Senadores criam estratégia para chegar a família Bolsonaro

15/07/2021 (Atualizado em 16/07/2021 | 10:10)

Foto: AP Photo/Eraldo Peres
Foto: AP Photo/Eraldo Peres

A cada dia que passa as suspeitas sobre a família do presidente Jair Bolsonaro (sem partido) aumentam. Os senadores da Comissão Parlamentar de Inquérito (CPI) da Pandemia traçaram uma estratégia para chegar ao clã, especialmente, o senador Flávio Bolsonaro (Patriota-RJ). As empresas investigadas pelos senadores podem ser o elo.

Nomes próximos dos Bolsonaro, como o do advogado Frederic Wassef, também estão na mira da CPI. O colegiado suspeita que Wassef e outras pessoas ligadas à família do presidente podem ser o elo entre essas companhias e o clã. As informações são da colunista Bela Megale, do jornal O Globo.

Por isso, um dos principais focos da CPI são as quebras de sigilo da Precisa Medicamentos e das organizações sociais que atuam em hospitais do Rio de Janeiro. O objetivo é encontrar conexões com a família do presidente. Para isso, os senadores avaliam, inclusive, usar as duas semanas do recesso parlamentar para fazer diligências no Paraguai e no Rio de Janeiro.

A ação no país vizinho envolveria uma companhia que teve relação com a Precisa e a negociação da vacina Covaxin. Já no Rio, as medidas focariam as organizações sociais listadas pelo ex-governador Wilson Witzel e que, segundo ele, têm relação direta com Flávio.

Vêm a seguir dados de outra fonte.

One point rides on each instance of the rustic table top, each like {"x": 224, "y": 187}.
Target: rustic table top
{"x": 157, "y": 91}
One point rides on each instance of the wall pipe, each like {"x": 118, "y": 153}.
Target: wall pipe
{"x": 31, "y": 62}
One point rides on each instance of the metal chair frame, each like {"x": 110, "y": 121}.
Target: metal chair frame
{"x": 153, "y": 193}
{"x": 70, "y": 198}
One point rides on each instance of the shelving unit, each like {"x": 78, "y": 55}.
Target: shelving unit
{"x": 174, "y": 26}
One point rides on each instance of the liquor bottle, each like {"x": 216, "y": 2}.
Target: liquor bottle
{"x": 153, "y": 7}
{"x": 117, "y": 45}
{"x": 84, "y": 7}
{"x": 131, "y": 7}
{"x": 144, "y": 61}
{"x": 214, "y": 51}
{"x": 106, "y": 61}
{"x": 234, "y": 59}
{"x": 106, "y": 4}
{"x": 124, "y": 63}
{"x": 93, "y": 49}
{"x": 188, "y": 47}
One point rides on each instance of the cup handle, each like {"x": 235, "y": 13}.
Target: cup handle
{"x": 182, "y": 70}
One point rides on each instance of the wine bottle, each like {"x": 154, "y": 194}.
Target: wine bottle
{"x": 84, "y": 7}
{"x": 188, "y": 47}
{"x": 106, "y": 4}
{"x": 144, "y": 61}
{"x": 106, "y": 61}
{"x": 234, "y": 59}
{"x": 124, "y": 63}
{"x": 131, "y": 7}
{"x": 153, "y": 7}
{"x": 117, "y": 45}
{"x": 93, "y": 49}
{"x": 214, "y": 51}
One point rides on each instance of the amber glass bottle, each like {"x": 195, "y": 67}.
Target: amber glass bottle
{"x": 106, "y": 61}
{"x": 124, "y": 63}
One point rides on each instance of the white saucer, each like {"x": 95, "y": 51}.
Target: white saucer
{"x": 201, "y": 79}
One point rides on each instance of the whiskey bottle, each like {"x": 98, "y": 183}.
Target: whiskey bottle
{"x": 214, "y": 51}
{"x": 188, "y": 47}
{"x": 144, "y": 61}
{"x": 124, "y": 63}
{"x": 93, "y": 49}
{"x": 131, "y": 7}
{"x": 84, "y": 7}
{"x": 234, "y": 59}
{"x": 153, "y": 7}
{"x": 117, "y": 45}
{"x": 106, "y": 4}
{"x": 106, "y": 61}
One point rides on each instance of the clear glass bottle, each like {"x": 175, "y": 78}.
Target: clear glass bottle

Quebra de sigilo do advogado de Flávio Bolsonaro

Os parlamentares também planejam pedir as quebras de sigilo de Wassef, advogado de Flávio Bolsonaro. Hoje, porém, a avaliação é de que a comissão não tem elementos para embasar a solicitação.
Os senadores acreditam que informações provenientes das empresas podem trazer elementos que justifiquem medidas relacionadas a Wassef.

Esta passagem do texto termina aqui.